Wie sollten Eltern mit der Infektion ihres Kindes in der Schule umgehen?

Schulen können die Unfallkasse über einen Verdachtsfall informieren. Ärzte können das ebenfalls. Und auch Eltern können selbst eine Unfall melden - und müssen dabei keine Frist beachten. "Natürlich ist es für die Beweissicherung am besten, wenn auch Eltern das so früh wie möglich melden", erklärte Rechtsanwalt Penteridis.
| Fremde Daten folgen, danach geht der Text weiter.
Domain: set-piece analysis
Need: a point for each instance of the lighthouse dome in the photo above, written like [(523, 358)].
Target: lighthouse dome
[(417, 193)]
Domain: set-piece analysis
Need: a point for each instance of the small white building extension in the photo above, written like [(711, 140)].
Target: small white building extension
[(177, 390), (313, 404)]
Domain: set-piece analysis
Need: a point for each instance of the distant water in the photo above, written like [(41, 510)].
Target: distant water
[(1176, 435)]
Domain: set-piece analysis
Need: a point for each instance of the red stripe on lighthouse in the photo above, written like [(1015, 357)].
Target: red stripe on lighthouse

Anschließend beginnt die Unfallkasse zu ermitteln, ob die Voraussetzungen erfüllt sind, um die Infektion als Schulunfall anzuerkennen, und welche Leistungen dann zu erbringen wären.
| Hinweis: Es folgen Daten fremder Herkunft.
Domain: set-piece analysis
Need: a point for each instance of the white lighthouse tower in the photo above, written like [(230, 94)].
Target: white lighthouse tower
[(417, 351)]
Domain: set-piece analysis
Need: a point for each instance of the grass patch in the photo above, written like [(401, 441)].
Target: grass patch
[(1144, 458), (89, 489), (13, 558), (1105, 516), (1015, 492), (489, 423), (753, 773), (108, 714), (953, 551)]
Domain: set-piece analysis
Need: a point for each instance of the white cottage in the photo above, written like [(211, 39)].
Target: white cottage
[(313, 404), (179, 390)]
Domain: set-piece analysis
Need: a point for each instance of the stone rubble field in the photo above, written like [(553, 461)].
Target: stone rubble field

Zusammenfassend bedeutet das: Auf jeden Fall sollten Eltern den Verdacht melden, dass ihr Kind sich dort mit Corona infiziert hat. Zusätzlich schadet es nicht, diese Vermutung auch selbst der Unfallkasse zu melden. "Es ist nur ein kurzer Brief und es kann am Ende nur Vorteile bringen", sagt Penteridis beim Focus. Entsprechende Formulare für Schulunfälle stehen auf den Websites der Unfallkassen bereit.
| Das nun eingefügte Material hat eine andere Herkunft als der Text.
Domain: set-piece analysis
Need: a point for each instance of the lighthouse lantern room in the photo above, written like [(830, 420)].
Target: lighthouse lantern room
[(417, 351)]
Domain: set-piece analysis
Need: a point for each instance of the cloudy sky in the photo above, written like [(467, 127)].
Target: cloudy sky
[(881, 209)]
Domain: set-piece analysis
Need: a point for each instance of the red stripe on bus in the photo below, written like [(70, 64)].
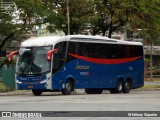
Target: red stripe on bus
[(105, 61)]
Sonderfall: Corona als Berufskrankheit?

Bei Arbeitern gibt es zudem noch einen Sonderfall - und zwar dann, wenn die Infektion nicht nur im Rahmen der Arbeit zu Stande kommt, sondern tatsächlich durch die Arbeit bedingt ist. Dann spricht die DGUV nicht von einem "Arbeitsunfall", sondern von einer "Berufskrankheit". Berufsbedingte und bezüglich der Unfallversicherung relevante Kontakte mit dem Coronavirus können im Gesundheitsdienst oder in der Wohlfahrtspflege stattfinden - also beispielsweise in Krankenhäusern, Arztpraxen, Apotheken, Krankentransporten sowie der Alten-, Familien-, Kinder- und Suchthilfe. Laut Ver.di kann ein berufsbedingter Kontakt mit dem Virus nicht nur durch den Kontakt zu Menschen, sondern auch zum Erreger direkt entstehen - beispielsweise in Laboratorien, in denen Verdachtsproben untersucht werden.

Und wie ist es in anderen Tätigkeiten, die nicht mit dem Gesundheitswesen verbunden sind, in denen Arbeiter aber durch Kundenkontakt einem womöglich erhöhte Risiko ausgesetzt sind, geregelt? Sind Infektionen auch dort eine Berufskrankheit? Das hängt laut der DGUV von der Art der Kontakte mit Infizierten an. Bestimmungsgemäß müssten diese mit unmittelbarem Körperkontakt (z. B. bei Friseuren) oder mit gesichtsnahen Tätigkeiten (z. B. bei kosmetischen Behandlungen) verbunden sein. Wissenschaftlich gesicherte Beweise, dass auch zum Beispiel Kassierer oder Beschäftigte im öffentlichen Nahverkehr bei ihren Tätigkeiten einem vergleichbar erhöhten Infektionsrisiko ausgesetzt sind, gibt es bislang allerdings nicht.

Eine Anerkennung als Berufskrankheit setzt zudem voraus, dass zumindest geringfügige klinische Symptome nach der Infektion auftreten. Werden Gesundheitsschäden als Folge der Erkrankung erst später wahrgenommen, kann eine Berufskrankheit ab diesem Zeitpunkt anerkannt werden.